Sarà una domanda retorica, ma perché negli aeroporti – ma anche negli autogrill – i bar devono avere prezzi che mediamente raddoppiano il costo rispetto ad un normale esercizio commerciale? Perché un’arancina (che ovviamente è femmina) a Punta Raisi deve costare un euro di più del Bar Massaro che certamente in materia è un’autorità? Perché per un panino con pomodori secchi e formaggio caprino, peraltro tra i pochi alimenti vegetariani, bisogna sborsare oltre 4 euro? Ed è così a Palermo come a Milano, a Roma come a Verona, senza distinzione di latitudine e di gestione.

È la legge di mercato, si dirà. Un mercato, in realtà, un po’ falsato perché per lo più non c’è concorrenza. E la clientela è sicura, bisogna soltanto valutarne la quantità.

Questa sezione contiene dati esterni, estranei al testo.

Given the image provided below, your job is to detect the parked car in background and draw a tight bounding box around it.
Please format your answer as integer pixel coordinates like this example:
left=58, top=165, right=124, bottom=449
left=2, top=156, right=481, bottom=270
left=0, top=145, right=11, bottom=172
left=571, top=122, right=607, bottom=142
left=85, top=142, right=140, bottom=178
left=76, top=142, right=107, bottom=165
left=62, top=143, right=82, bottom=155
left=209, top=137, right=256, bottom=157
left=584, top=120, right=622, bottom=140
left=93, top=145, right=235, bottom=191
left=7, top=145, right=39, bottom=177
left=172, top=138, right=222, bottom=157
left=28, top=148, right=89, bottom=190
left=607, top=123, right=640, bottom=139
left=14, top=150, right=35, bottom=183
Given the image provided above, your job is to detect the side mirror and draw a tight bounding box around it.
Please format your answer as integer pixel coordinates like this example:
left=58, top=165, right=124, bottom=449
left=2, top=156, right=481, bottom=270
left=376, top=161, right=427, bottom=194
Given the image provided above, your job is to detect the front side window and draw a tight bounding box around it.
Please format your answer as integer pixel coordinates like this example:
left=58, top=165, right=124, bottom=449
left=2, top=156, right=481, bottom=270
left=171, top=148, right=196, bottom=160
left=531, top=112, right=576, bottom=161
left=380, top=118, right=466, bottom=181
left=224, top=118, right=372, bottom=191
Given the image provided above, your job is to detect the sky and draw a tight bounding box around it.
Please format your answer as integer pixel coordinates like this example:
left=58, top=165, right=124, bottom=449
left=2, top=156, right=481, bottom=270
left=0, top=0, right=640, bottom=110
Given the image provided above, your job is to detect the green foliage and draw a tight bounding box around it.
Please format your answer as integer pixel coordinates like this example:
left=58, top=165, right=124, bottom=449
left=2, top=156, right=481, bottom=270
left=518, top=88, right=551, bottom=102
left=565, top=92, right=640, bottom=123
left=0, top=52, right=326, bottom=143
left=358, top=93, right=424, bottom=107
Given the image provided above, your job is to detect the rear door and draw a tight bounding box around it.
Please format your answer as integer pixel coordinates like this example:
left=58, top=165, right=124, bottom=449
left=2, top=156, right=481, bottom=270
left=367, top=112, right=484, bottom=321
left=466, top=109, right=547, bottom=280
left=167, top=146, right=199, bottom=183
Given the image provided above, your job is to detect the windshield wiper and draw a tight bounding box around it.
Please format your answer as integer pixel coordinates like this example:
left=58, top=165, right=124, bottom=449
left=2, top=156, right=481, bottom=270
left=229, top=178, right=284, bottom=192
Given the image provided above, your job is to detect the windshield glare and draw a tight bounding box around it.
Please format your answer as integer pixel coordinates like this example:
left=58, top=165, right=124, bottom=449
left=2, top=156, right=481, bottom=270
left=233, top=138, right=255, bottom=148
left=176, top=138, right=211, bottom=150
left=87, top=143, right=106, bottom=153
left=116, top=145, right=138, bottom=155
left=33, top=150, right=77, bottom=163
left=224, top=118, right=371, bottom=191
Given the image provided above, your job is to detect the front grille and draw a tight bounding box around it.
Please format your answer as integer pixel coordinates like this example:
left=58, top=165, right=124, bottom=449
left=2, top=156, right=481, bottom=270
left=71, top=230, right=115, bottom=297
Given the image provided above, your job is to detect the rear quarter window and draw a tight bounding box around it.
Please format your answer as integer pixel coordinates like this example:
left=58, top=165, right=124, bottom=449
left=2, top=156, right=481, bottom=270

L’aeroporto, come ben ci hanno insegnato, è il biglietto da visita di una città: che parti o che arrivi poco importa. È la prima impronta e anche l’ultima sensazione del vissuto appena trascorso, quella che ti resta dentro e che è determinante nella lenta propagazione dell’immagine di una città. È l’advisor più efficace perché testimonianza diretta.

Se gli esercizi commerciali, su cui grava l’affitto degli spazi e il costo del personale che deve coprire quasi tutte le 24 ore, sono costretti a forzare la tabella dei prezzi è giusto che la Gesap si ponga il problema rivedendo la politica sulle concessioni. Ma è opportuno che attivi i radar in ogni caso, vigilando su un fattore che incide sull’immagine dell’aeroporto e della città. Come la pulizia, le scale mobili funzionanti, il bancomat e ogni altro servizio che può essere riconducibile alla cosiddetta cultura dell’accoglienza. Perché un turista che arriva non è un cliente, ma un residente temporaneo. Rappresenta una risorsa e dobbiamo aiutarlo a casa nostra.